Jan Elisabeth Lindvik and John Jeanette Solstad Remø celebrating the bill allowing people to decide their own legal sex. Photo: Vidar Ruud / NTB scanpix
The proposal was part of a new action plan for lesbian, homosexual, bisexual, trans-gender or intersex (LGBTI), people put forward by Norway’s Labour Party.
But the reform was rejected by the Conservative Party, the Progress Party, the Christian Democrats and the Centre Party — which together represent a majority of seats in the Norwegian parliament, the Dagen newspaper reported on Tuesday.
Jan Elisabeth Lindvik, leader of the Association for Transgender People, said it was only a matter of time before a third gender was recognised in Norway.
Only a few years ago, no one would have said we’d would have been able to determine our own legal sex either,” Lindvik told Dagen. “That was also a a maturation process, which took on rocket speed with the aid of Amnesty.”
When the reform became part of the Labour Party’s plan for 2017—2020 last June, Mani Hussaini, leader of the Labour Party’s AUF youth wing, agreed that those who decided to adopt the third gender would be referred to as ‘hen’, the gender neutral pronoun which entered the Swedish Academy’s official wordlist in July 2014 .
“I think that if for example in your passport it says neither that you are male or female, but that you belongs to a third gender category, then you are a ‘hen’,” he told Norway’s state broadcaster NRK.

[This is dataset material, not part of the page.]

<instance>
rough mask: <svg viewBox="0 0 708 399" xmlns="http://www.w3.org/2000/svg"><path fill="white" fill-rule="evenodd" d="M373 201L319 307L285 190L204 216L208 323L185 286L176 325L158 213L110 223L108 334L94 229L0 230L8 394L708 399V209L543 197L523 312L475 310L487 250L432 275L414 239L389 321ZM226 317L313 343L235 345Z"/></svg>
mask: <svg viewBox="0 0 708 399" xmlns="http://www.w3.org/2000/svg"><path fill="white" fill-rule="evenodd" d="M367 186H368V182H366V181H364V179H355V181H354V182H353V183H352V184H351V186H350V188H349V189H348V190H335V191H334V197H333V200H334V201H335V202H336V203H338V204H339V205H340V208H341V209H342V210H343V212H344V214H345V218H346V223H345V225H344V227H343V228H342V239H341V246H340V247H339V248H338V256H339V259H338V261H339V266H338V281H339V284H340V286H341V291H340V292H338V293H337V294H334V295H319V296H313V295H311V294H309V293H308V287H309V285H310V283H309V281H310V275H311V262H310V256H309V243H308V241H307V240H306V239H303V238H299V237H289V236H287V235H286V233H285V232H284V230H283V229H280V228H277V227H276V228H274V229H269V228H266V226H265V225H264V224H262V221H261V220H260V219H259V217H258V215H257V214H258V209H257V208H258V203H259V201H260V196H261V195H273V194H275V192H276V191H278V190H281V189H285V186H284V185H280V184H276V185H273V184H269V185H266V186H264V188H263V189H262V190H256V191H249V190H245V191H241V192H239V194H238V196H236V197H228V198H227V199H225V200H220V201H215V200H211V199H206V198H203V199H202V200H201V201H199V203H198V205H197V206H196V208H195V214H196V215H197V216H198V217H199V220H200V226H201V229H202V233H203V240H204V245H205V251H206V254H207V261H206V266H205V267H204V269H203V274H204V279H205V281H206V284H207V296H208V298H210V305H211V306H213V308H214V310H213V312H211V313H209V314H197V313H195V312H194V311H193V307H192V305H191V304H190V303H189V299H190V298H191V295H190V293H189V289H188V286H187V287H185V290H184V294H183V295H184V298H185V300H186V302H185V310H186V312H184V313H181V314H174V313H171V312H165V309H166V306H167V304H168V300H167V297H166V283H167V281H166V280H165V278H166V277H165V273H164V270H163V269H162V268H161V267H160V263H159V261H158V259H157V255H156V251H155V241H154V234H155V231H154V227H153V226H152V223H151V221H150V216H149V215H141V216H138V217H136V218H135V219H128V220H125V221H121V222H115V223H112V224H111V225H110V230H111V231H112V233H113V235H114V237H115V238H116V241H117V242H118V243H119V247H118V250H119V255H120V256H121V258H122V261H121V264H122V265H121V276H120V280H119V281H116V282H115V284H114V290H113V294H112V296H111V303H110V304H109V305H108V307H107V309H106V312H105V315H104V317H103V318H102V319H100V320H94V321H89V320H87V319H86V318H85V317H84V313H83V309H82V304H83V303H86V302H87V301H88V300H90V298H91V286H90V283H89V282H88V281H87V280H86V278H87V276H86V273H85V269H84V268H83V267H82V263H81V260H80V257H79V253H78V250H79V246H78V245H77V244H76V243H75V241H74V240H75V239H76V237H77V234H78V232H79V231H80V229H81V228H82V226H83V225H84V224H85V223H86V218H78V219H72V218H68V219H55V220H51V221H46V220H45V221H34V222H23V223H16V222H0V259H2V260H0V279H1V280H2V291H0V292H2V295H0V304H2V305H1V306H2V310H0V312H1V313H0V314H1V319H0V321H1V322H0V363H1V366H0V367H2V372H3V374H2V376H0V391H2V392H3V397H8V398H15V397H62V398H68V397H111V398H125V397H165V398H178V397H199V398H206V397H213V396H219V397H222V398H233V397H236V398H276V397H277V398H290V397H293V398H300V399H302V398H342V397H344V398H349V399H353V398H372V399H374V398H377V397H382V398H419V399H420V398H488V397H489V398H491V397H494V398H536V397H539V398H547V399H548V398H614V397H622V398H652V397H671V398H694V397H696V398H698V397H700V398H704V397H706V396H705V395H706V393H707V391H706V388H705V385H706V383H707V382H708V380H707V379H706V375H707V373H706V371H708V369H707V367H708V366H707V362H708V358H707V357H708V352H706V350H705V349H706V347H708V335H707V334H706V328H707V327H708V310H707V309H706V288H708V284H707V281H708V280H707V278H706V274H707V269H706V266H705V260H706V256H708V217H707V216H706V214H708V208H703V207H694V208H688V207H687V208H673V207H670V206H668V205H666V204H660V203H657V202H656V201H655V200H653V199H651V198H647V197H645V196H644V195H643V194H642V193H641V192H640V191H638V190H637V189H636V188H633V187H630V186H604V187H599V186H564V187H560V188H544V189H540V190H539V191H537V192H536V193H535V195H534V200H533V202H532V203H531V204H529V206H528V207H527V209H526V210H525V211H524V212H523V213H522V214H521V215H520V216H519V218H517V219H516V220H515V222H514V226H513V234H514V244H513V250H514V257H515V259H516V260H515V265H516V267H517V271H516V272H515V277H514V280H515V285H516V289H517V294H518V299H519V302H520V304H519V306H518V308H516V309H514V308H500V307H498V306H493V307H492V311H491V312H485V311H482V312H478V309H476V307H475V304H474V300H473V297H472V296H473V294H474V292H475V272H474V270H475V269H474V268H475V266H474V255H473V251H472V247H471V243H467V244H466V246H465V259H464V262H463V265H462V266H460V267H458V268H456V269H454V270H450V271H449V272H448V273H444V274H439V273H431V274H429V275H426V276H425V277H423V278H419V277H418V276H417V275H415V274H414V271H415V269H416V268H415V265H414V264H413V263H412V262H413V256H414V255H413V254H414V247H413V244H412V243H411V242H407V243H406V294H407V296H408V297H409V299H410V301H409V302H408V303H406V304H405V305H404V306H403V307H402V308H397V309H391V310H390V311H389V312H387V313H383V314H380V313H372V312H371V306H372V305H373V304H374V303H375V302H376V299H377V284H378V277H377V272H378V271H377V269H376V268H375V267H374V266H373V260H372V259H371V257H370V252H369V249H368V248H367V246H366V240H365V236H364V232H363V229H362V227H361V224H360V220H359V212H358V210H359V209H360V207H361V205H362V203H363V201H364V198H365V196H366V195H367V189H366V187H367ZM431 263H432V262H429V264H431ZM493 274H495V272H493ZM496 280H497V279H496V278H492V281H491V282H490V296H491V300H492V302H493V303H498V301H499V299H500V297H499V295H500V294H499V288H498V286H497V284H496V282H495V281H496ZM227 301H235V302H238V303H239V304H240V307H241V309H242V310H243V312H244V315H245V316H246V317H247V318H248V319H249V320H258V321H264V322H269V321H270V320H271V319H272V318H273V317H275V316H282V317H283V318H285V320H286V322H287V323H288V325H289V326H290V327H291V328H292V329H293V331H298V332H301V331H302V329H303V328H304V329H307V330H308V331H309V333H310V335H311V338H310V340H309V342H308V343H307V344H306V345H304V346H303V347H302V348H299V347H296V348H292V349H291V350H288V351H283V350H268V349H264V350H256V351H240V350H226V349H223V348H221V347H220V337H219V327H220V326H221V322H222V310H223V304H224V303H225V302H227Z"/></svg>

About 20 percent of the world population are able define themselves as something other than male or female, with Nepal in 2008 becoming the first country to bring a third gender category into its constitution.
In Australia, people who did not feel they could be categorised as either male or female were from 2011 allowed to have an ’X’ rather than an 'M' or 'F' to describe their gender in their passport.
Similar legislation has also been introduced in New Zealand, Denmark, Germany and Pakistan.